Is there a cooler leader in the world right now than Justin Trudeau?
At a time when the U.S. elections look like an episode of The Real Housewives of New Jersey, Canada’s prime minister shines like an elegant movie star, emanating both charm and intelligence to a world in desperate need of both.
Trudeau can break your nose with a vicious right hook that he developed as an amateur boxer. And he can do a perfect yoga pose on a Parliament desk. But he still comes off as a remarkably well-adjusted, normal man with a beautiful, loving family.
Since taking office in November 2015, he has shown an innate respect for women by creating the most diverse cabinet in the Western world. And as defender of liberal (with a small l) Western values, he has spoken passionately at the U.N. in favor of tolerance in the world.
In short Justin Trudeau is everything that our own leaders are not.
Little wonder then that a photographer caught Duchess Kate Middleton openly flirting with him even though she’s married to a real prince, who’s even an heir to the British throne. The photo blazed its way through Facebook a few weeks ago to the amusement of almost everyone.
Credit: CTV News
In April 2013, then-Member-of-Parliament Justin Trudeau showed off his yoga skills during a break at the Canadian legislative house.
But Trudeau is also different in another, much more important way. Unlike the rest of the G-10 counterparts who have prostrated themselves at the altar of austerity for the past eight years, Trudeau has taken a decidedly renegade path of increasing deficit spending in order to jump-start the Canadian economy.
When oil prices collapsed into the 20s, the Canadian economy looked doomed. Resources make up 25% of direct Canadian GDP and they make up 40% of the economy indirectly. Things looked so bleak that yours truly went on Canadian TV and blithely predicted that the wave of Canadian corporate bankruptcies and the implosion of debt would soon send the loonie to 60 cents on the U.S. dollar.
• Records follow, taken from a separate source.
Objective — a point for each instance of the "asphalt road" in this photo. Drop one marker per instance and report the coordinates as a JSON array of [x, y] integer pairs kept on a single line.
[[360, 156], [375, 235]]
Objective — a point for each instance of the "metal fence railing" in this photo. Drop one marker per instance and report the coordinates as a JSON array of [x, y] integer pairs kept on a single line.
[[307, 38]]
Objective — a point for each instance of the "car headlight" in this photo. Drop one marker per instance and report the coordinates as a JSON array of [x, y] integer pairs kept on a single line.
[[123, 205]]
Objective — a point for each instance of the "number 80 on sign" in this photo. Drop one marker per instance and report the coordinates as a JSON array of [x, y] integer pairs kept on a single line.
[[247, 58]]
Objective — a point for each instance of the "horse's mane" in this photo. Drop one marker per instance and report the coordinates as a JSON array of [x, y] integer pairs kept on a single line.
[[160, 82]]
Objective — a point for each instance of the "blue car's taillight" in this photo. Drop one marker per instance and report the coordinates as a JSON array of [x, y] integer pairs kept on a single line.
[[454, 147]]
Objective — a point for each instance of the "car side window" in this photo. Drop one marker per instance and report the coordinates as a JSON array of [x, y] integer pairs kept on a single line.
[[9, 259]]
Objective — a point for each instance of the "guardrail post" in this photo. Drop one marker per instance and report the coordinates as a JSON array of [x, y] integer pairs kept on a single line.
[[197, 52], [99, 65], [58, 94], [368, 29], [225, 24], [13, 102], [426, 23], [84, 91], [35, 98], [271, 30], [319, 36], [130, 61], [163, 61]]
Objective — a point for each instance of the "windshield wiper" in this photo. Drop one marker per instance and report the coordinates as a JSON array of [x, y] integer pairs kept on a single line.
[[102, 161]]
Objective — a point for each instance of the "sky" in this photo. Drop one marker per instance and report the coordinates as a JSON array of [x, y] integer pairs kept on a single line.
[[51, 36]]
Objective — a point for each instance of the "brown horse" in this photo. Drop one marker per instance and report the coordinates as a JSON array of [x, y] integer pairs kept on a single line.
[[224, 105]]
And yet not one of those fears materialized. The rebound in oil certainly helped to staunch the bleeding in the resource sector, but the rebound in Canadian growth has been much better than the oil numbers would suggest. Last month Canadian employment skyrocketed to 65K new jobs versus the predicted 8K and that was on top another 26K the month prior. That’s equivalent to nearly 500K U.S. jobs per month, and it certainly shows that the Canadian economy is far more resilient than most analysts thought.
A big part of the revival Up North is that Trudeau has propped up aggregate demand by increasing transfer payments and by increasing spending on infrastructure. Although critics have decried his budget as overly ambitious, policy makers in G-10 are watching the Canadian experiment intently. No less an authority than The Economist wrote that “others could benefit from Canada’s bravery” when it comes to fiscal stimulus.
Unlike other major central banks that faced the Sisyphean task of stimulating growth single handedly for the past eight years, the Bank of Canada does not have to carry the burden alone. Mr. Trudeau’s expansionary fiscal policy has allowed the monetary authorities to keep rates steady and to contain the housing bubbles in British Columbia.
Tomorrow, the BOC is likely to reiterate its message of restraint. And that is likely to put the bid in the loonie against the greenback as well as its antipodean counterparts the Australian and the New Zealand dollars as Mr. Trudeau’s anti-austerity program leads the way toward a broader policy change in the G-10.
If he succeeds in showing that Keynesian economics deserves another look, Trudeau will have upended the economic orthodoxy of the past eight years and he may spur greater growth across all of the G-10 universe.